Effect of acoustic standing waves on cellular viability and metabolic activity

• Published in: Scientific reports Vol. 10; no. 1; p. 8493
• Main Authors: Levario-Diaz, Victoria, Bhaskar, Pradeep, Carmen Galan, M., Barnes, Adrian C.
• Format: Journal Article
• Language: English
• Published: London Nature Publishing Group UK 22.05.2020; Nature Publishing Group
• Subjects: 13/106; 13/2; 631/57/2272/2275; 639/766/25/3927; 639/925/930/1032; Acoustics; Acoustics - instrumentation; Cell Survival; Cell viability; Cervical cancer; Cervix; Controlled conditions; Drug delivery; Female; Fibroblasts; Fibroblasts - cytology; Fibroblasts - metabolism; Humanities and Social Sciences; Humans; Metabolism; Microfluidics - instrumentation; multidisciplinary; Science; Science (multidisciplinary); Therapeutic applications; Tissue engineering; Trapping; Uterine Cervical Neoplasms - metabolism; Uterine Cervical Neoplasms - pathology; Vibration
• ISSN: 2045-2322; 2045-2322
• DOI: 10.1038/s41598-020-65241-4

Acoustic standing wave devices offer excellent potential applications in biological sciences for drug delivery, cell manipulation and tissue engineering.
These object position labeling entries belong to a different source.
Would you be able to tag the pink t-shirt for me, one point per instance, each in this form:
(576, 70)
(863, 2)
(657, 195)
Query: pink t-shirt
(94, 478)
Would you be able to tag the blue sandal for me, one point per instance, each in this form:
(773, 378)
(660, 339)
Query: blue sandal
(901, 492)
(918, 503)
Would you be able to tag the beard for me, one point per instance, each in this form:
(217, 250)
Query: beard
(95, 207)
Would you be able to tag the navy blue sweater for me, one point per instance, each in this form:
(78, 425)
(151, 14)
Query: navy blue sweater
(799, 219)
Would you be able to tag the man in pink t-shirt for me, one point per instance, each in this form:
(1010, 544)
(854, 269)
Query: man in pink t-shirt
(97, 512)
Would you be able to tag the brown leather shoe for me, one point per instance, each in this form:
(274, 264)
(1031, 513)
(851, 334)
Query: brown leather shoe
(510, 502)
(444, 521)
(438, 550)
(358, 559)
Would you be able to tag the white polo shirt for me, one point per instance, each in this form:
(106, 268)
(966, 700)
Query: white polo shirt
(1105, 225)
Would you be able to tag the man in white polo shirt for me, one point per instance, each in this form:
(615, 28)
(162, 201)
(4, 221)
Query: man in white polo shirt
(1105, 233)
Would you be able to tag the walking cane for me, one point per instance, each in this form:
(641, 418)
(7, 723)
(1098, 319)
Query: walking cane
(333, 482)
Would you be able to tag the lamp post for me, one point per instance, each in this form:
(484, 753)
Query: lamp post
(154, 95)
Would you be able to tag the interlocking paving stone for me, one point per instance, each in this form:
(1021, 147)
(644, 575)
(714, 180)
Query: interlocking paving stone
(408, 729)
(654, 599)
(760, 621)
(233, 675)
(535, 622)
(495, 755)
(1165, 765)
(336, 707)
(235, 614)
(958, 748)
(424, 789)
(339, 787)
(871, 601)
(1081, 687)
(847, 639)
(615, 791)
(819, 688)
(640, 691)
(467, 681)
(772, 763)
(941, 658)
However, concerns have been raised about possible destructive effects on cells due to the applied acoustic field, in addition to other produced secondary factors. Here, we report a systematic study employing a 1D resonant acoustic trapping device to evaluate the cell viability and cell metabolism for a healthy cell line (Human Dermal Fibroblasts, HDF) and a cervical cancer cell line (HeLa), as a function of time and voltages applied (4–10 V pp ) under temperature-controlled conditions. We demonstrate that high cell viability can be achieved reliably when the device is operated at its minimum trapping voltage and tuned carefully to maximise the acoustic standing wave field at the cavity resonance. We found that cell viability and reductive metabolism for both cell lines are kept close to control levels at room temperature and at 34 °C after 15 minutes of acoustic exposure, while shorter acoustic exposures and small changes on temperature and voltages, had detrimental effects on cells. Our study highlights the importance of developing robust acoustic protocols where the operating mode of the acoustic device is well defined, characterized and its temperature carefully controlled, for the application of acoustic standing waves when using live cells and for potential clinical applications.